De plus, en zone urbaine, le stress est partagé par tous les types d’unités y compris les unités de soutien, car le combat implique un engagement au plus prêt des forces de contact et donc une exposition aux risques bien supérieure à celle connue en terrain ouvert, comme le confirment les nombreux cas de captures de soldats américains appartenant à des unités de soutien en Irak entre 2003 et 2011.

 

La manière dont le soldat perçoit son environnement est certainement plus importante que la réalité complexe de ce dernier. Le niveau de danger perçu, ressenti, imaginé, a une influence directe sur la capacité du soldat à garder son calme et à se concentrer sur sa mission. Le Lieutenant Heluin, dans son récit de l’assaut de Verbanja, décrit une manière de limiter le stress en maintenant ses hommes dans l’action afin de ne pas leur laisser l’opportunité d’anticiper ce qui pourrait se passer: «Je regarde mes marsouins. Ils sont calmes et silencieux. Comme eux, je me sens étrangement serein. Il est vrai que depuis mon réveil, il y a trois heures, je n’ai pas eu une minute pour penser au danger»[7]

 

La configuration du théâtre urbain impose que les unités opèrent dans un espace de combat en trois dimensions: au dessus, au niveau et en dessous du sol. La plupart des soldats ne se verront pas entre eux et ressentiront d’autant plus une impression d’isolement liée à la méconnaissance de la position de leurs camarades qu’elle sera renforcée par un sentiment d’oppression physique résultant de l’environnement bâti. L’effet de cette sensation d’isolement est direct sur le moral de l’unité. Ainsi, il est fondamental, d’une part, de cultiver, dès le temps de paix, même en dehors de l’entraînement, l’esprit de corps, un style de commandement fait de subsidiarité, d’autonomie et d’initiative, et d’autre part, de rassurer les soldats par une juste dose d’information. Sans cela, les unités risquent de perdre leur combativité.

 

Enfin, la guerre urbaine impose la plupart du temps aux soldats de côtoyer la population civile. Or, cette dernière semble représenter un facteur aggravant dans l’occurrence de blessures psychologiques. En effet, les acteurs amis ou passifs peuvent se révéler être des terroristes ou des espions voire peuvent être instrumentalisés par l’ennemi (bouclier humains, suicide bomber). Les soldats sont alors dans des situations particulières ne correspondant pas à celles pour lesquelles il se sont engagés et parfois préparés.   

 

Canaliser et diminuer les effets du stress

 

En 1973, lors de la guerre du Kippour, les Israéliens n’avaient pas jugé utile de prendre en compte l’expérience des Alliés au cours de la Seconde Guerre mondiale. Ils ont été confrontés à des taux de blessures «psychologiques» pour plus de 35% des blessés, dont beaucoup se sont inscrites dans la durée. Lors de l’invasion du Liban en 1982, Tsahal avait préparé les soldats. Les pertes psychologiques israéliennes ont été de l’ordre de 25% des blessés, soit 600 des 2.400 blessés recensés.
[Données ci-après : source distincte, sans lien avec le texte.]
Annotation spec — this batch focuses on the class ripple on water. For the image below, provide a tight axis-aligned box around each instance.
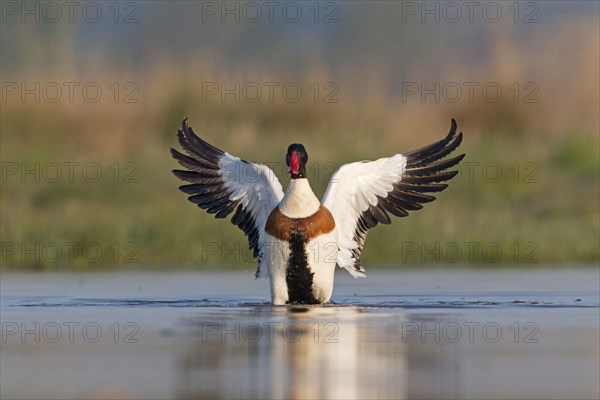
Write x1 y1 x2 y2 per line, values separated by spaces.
7 296 597 309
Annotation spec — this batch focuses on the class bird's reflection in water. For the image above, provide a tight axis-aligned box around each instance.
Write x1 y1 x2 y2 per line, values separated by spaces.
175 306 460 399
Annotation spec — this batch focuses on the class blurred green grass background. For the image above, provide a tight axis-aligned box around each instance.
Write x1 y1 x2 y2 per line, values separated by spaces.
1 2 598 270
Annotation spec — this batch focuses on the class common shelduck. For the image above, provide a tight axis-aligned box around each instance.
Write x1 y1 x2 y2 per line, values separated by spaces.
171 118 464 305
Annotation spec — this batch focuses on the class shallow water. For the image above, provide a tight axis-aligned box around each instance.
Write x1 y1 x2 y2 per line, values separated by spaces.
1 268 599 399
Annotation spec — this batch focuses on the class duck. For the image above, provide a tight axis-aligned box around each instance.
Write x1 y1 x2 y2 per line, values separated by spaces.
171 118 464 305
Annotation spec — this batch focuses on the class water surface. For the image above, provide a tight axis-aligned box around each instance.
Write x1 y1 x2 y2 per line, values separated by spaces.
1 268 598 399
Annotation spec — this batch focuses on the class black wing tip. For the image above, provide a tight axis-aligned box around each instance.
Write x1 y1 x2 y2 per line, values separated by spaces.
170 147 182 158
446 151 465 164
179 116 193 137
406 120 464 164
450 118 464 146
176 117 189 137
404 118 462 160
446 170 459 180
448 119 460 141
448 118 464 144
445 118 457 141
172 169 189 179
173 116 225 160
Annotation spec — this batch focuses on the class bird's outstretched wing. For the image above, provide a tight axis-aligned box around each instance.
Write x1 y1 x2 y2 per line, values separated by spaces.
322 119 464 277
170 118 284 278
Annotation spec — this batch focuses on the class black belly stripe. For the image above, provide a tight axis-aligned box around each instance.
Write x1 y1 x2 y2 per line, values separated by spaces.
286 230 319 305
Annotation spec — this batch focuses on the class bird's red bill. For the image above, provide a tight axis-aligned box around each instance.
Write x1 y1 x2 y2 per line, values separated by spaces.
289 153 299 174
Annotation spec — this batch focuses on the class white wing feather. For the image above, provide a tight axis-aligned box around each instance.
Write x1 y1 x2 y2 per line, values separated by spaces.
322 155 407 277
171 118 284 278
322 120 464 277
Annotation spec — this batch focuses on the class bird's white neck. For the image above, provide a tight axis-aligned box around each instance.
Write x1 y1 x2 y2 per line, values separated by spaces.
278 178 321 218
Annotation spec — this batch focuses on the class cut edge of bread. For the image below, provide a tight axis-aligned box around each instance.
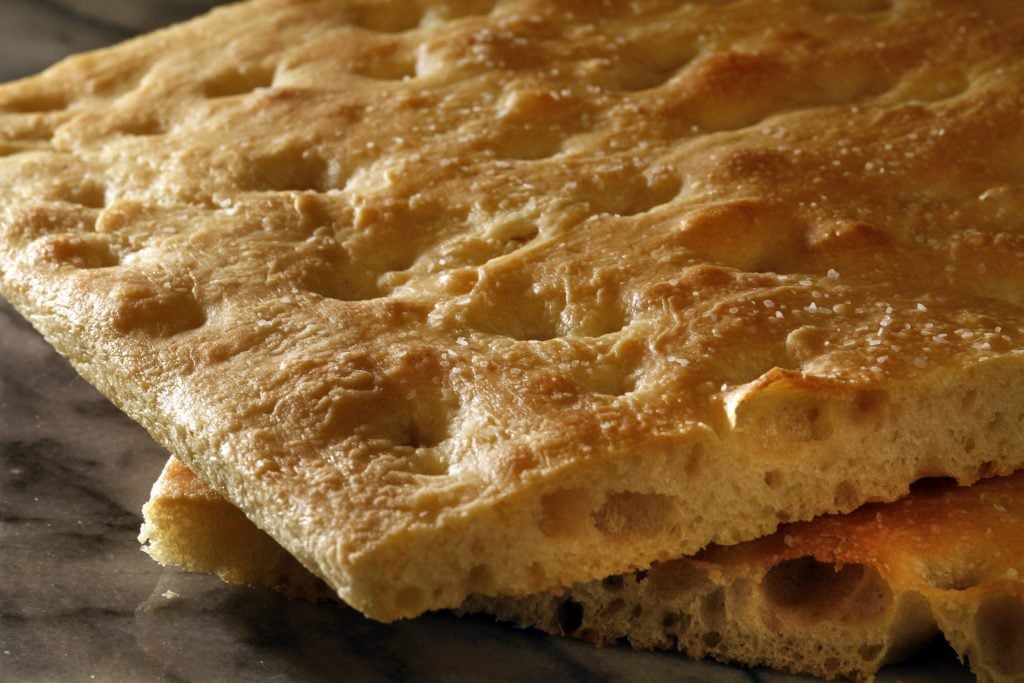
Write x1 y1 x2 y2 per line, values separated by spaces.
142 457 1024 682
4 0 1024 623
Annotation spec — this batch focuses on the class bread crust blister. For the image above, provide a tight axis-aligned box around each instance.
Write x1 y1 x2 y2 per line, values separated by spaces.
3 0 1024 620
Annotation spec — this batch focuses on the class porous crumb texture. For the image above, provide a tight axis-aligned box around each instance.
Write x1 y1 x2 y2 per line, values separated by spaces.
147 457 1024 682
3 0 1024 619
467 473 1024 683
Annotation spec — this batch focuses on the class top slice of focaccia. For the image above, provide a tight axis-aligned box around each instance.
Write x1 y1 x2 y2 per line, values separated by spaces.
2 0 1024 620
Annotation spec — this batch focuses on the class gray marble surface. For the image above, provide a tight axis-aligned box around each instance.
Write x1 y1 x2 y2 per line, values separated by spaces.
0 3 973 681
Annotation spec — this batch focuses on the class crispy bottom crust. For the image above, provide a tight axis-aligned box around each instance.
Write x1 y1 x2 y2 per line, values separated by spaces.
143 457 1024 682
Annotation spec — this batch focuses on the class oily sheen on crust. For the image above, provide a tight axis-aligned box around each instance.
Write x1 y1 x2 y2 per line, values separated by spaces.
3 0 1024 620
143 457 1024 681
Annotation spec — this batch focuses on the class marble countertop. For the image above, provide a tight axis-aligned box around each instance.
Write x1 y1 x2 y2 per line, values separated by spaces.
0 3 974 681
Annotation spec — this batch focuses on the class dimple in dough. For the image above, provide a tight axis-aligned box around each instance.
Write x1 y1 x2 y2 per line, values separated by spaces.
3 0 1024 620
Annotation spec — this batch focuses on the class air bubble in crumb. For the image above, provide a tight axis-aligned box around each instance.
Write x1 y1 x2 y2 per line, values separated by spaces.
162 590 181 600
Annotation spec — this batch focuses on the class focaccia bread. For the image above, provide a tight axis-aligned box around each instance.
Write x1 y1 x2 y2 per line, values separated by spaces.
3 0 1024 619
143 456 1024 682
143 457 336 602
474 475 1024 683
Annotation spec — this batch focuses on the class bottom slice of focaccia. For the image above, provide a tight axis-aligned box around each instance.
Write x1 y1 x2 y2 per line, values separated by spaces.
141 457 1024 683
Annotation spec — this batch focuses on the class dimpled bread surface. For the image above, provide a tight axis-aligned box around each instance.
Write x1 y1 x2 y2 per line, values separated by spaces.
145 457 1024 681
3 0 1024 620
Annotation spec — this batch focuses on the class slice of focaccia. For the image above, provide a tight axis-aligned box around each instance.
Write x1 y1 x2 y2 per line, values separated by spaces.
143 457 1024 682
4 0 1024 620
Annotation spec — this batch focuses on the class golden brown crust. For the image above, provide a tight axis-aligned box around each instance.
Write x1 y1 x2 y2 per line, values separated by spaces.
144 457 1024 681
5 0 1024 619
474 472 1024 682
141 458 335 601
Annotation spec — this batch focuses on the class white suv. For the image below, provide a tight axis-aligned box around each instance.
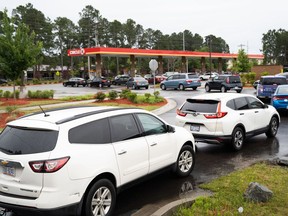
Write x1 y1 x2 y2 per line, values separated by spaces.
0 106 196 216
175 93 280 151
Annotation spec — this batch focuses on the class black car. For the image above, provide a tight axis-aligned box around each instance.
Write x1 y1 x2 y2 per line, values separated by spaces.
112 75 130 85
0 79 8 85
89 77 111 88
63 77 87 87
205 74 243 93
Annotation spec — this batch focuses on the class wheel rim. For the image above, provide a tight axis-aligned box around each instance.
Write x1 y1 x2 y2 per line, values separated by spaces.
178 150 193 173
205 85 209 91
234 130 243 148
179 85 184 90
91 186 112 216
271 118 278 135
221 87 225 92
161 85 165 90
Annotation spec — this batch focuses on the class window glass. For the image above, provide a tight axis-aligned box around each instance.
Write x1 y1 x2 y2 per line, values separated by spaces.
179 75 186 79
69 118 110 144
110 115 140 142
182 99 218 113
234 97 249 110
188 74 199 79
172 75 179 80
246 97 263 109
137 114 166 136
0 126 58 155
226 99 236 110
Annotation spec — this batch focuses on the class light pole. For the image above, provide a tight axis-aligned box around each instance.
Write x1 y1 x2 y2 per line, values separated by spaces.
183 31 188 73
208 35 212 77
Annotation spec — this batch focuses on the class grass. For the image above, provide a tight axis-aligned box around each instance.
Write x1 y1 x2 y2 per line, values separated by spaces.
174 162 288 216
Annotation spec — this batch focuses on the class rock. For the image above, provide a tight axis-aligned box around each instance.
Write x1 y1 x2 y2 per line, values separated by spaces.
244 182 273 203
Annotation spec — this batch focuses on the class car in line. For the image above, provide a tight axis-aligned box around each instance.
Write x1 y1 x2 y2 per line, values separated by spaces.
160 73 201 91
161 71 179 80
204 74 243 93
112 75 130 85
276 72 288 82
0 79 8 85
89 76 111 88
271 84 288 111
144 74 164 84
175 93 280 151
198 72 218 80
0 106 196 216
126 77 149 89
256 75 287 100
63 77 87 87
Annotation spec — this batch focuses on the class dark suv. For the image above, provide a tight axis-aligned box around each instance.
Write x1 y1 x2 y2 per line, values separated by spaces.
205 74 243 93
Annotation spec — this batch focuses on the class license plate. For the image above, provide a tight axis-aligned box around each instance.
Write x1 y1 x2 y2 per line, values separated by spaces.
190 125 200 132
2 166 16 177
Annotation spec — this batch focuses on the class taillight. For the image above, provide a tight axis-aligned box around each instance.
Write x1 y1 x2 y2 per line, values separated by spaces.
176 108 187 117
204 101 227 118
29 157 70 173
226 77 230 84
204 112 227 119
186 79 192 84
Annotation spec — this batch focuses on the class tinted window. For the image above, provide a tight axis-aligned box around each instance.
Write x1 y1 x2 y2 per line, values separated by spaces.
137 114 166 135
69 118 110 144
226 99 236 110
181 99 218 113
246 97 263 109
234 97 249 110
229 76 241 83
110 115 140 142
0 126 58 155
261 77 287 85
179 75 186 79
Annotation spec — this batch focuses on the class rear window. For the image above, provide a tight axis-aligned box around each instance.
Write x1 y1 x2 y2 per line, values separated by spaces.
261 77 287 85
228 76 241 83
181 99 218 113
0 126 58 155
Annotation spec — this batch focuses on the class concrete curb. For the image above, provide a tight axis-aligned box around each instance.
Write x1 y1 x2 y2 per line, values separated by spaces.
152 98 177 116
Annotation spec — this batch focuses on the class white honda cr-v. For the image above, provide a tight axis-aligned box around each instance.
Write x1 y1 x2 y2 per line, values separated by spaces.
0 106 196 216
175 93 280 151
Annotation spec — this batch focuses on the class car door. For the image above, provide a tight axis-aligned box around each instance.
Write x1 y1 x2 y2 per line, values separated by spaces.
234 97 255 134
209 76 223 89
136 113 176 173
246 96 270 131
110 114 149 184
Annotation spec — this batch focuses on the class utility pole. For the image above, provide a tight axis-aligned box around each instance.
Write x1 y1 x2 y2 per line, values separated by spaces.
238 44 245 50
208 35 212 75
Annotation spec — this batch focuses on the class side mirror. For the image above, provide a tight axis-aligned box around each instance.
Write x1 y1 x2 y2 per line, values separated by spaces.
167 125 175 133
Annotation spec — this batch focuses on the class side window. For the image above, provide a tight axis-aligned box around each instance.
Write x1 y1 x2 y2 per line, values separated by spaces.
136 113 167 136
172 75 179 80
69 118 110 144
234 97 249 110
226 99 236 110
110 114 140 142
179 75 186 79
246 96 264 109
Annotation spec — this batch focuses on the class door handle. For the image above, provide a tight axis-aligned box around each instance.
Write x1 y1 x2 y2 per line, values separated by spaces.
150 143 157 146
240 113 244 115
255 111 259 113
118 150 127 155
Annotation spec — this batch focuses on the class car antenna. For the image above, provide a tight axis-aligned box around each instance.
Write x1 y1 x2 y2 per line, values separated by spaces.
39 105 49 117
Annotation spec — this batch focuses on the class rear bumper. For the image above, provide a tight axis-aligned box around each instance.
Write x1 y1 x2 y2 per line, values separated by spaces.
194 134 232 144
0 201 81 216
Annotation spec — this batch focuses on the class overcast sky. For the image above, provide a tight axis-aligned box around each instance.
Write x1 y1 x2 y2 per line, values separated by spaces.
1 0 287 54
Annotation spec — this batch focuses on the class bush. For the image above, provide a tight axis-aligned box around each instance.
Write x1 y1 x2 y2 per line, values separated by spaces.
153 91 160 98
94 92 106 101
108 90 118 100
0 90 3 98
127 92 137 103
119 89 131 99
27 90 54 99
3 91 11 99
144 93 151 102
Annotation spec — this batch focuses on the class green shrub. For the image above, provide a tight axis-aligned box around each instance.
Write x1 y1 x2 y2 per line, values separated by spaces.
94 92 106 101
261 71 270 76
27 90 54 99
0 90 3 97
15 90 20 99
127 92 137 103
3 91 11 99
5 106 18 114
144 93 151 102
32 79 41 85
119 89 131 99
153 91 160 98
108 90 118 100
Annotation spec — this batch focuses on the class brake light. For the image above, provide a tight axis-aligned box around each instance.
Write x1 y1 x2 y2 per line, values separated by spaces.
186 79 192 84
204 101 227 119
29 157 70 173
226 77 230 84
176 109 187 117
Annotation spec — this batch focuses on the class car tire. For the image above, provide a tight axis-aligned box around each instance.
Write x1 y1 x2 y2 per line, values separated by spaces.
132 84 136 90
145 86 149 89
205 85 211 92
63 83 67 87
265 116 279 138
236 90 242 93
221 86 226 93
174 145 195 177
76 83 79 87
160 84 166 90
83 179 116 216
179 84 185 91
231 127 244 151
193 87 197 90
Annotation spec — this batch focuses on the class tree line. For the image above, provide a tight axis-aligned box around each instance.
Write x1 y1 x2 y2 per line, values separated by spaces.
0 3 287 79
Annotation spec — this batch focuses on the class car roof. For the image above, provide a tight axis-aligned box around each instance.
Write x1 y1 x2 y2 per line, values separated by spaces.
7 106 145 129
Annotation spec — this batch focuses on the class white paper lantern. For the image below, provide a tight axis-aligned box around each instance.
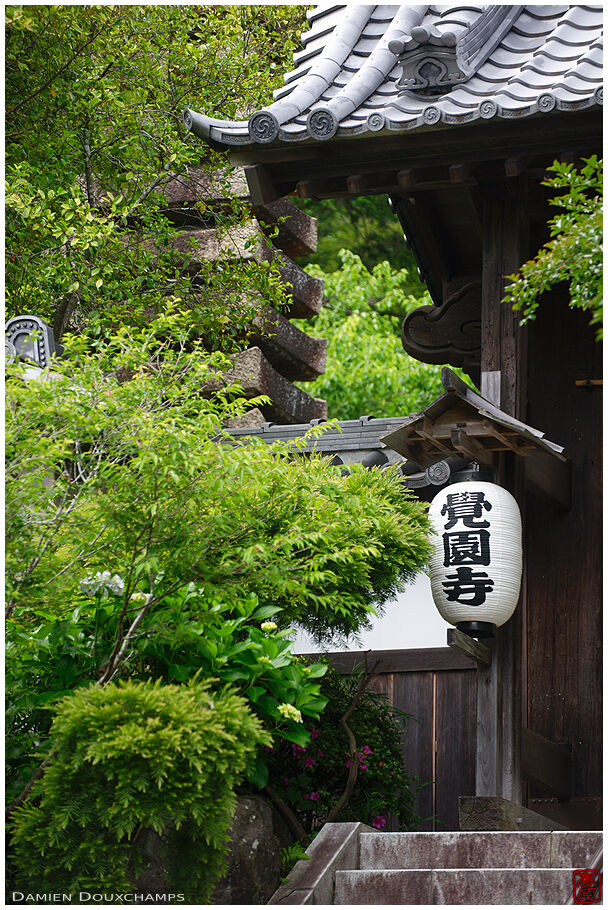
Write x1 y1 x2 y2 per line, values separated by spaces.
428 481 522 637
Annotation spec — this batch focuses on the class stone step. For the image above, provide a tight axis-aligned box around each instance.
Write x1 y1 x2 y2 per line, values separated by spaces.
334 868 581 905
206 346 327 424
359 830 602 871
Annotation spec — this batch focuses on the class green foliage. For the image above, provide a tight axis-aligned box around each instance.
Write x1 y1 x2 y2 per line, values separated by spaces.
9 679 268 900
298 195 426 284
6 311 431 807
6 311 431 634
266 667 422 835
121 587 329 787
280 842 311 881
296 250 449 419
504 156 603 339
5 4 306 341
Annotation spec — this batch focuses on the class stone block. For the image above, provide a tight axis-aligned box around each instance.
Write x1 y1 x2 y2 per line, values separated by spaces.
223 407 266 429
275 253 323 317
459 796 567 831
161 167 249 207
359 831 553 870
430 868 575 905
550 831 603 869
145 224 323 317
253 197 318 258
168 223 264 265
334 869 432 905
251 305 326 381
211 796 282 905
209 347 327 424
269 822 373 905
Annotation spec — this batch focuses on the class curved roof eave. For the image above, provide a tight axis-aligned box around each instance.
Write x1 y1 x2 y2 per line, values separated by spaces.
184 4 603 152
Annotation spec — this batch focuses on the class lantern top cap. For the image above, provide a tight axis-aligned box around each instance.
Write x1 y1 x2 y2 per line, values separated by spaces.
380 367 566 470
184 4 603 151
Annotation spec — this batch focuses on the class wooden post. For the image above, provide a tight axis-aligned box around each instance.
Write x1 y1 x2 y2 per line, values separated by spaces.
478 177 529 803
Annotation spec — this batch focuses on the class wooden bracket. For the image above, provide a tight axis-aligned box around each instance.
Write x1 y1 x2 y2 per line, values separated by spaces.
346 174 367 194
521 726 572 797
244 164 281 206
451 426 494 465
523 450 571 511
397 168 418 190
449 162 473 184
447 628 492 669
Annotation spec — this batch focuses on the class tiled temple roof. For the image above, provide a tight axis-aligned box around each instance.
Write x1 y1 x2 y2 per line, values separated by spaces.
185 4 603 148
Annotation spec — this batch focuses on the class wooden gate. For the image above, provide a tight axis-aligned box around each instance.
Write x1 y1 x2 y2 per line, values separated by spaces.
321 648 478 831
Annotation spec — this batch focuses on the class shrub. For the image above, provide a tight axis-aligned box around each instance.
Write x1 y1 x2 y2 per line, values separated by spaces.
265 666 422 836
9 679 268 901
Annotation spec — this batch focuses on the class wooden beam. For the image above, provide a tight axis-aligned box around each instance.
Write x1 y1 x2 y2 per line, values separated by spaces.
418 419 454 456
302 647 475 674
481 420 534 456
243 164 281 206
296 180 314 199
521 726 572 797
523 450 571 511
476 637 499 795
451 427 494 464
447 629 492 668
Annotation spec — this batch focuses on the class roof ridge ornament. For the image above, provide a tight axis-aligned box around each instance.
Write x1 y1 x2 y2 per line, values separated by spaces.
389 5 525 97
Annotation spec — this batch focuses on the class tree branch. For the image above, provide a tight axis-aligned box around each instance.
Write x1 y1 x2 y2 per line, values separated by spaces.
326 661 378 823
8 20 114 117
263 783 307 842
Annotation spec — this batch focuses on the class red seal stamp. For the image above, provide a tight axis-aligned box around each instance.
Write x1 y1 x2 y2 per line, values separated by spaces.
572 869 602 904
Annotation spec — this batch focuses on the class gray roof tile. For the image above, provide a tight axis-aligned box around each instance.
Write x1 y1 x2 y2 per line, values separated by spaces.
185 5 603 148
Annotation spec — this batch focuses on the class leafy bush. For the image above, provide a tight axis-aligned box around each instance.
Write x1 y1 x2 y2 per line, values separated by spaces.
5 4 306 341
6 311 431 831
9 679 268 900
265 666 422 836
6 310 431 639
295 250 448 419
504 156 602 339
6 588 328 803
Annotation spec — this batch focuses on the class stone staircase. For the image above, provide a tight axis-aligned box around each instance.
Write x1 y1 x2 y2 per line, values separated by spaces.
270 823 602 905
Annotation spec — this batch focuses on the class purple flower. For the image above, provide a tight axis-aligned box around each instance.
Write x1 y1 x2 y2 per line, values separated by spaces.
359 763 368 771
291 743 307 757
310 728 320 739
308 791 320 801
361 745 372 755
371 815 387 829
317 749 324 757
304 757 316 769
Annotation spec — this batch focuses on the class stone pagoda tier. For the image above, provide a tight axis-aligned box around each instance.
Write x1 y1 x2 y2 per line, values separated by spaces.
158 166 328 425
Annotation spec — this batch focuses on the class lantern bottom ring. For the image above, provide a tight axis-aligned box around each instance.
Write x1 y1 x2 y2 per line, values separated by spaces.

La prévention du stress est aujourd’hui une réalité dans la plupart des armées occidentale. Les programmes d’instruction permettent d’informer, d’instruire, d’éduquer et d’entraîner aux risques psychologiques.

En France, les stages commando aident à mieux appréhender le danger. Les activités collectives physiques exigeantes apportent de la cohésion aux unités, et un sentiment d’appartenance au groupe qui protège contre l’illusion d’être abandonné et favorise les comportements d’entraide et de solidarité[8]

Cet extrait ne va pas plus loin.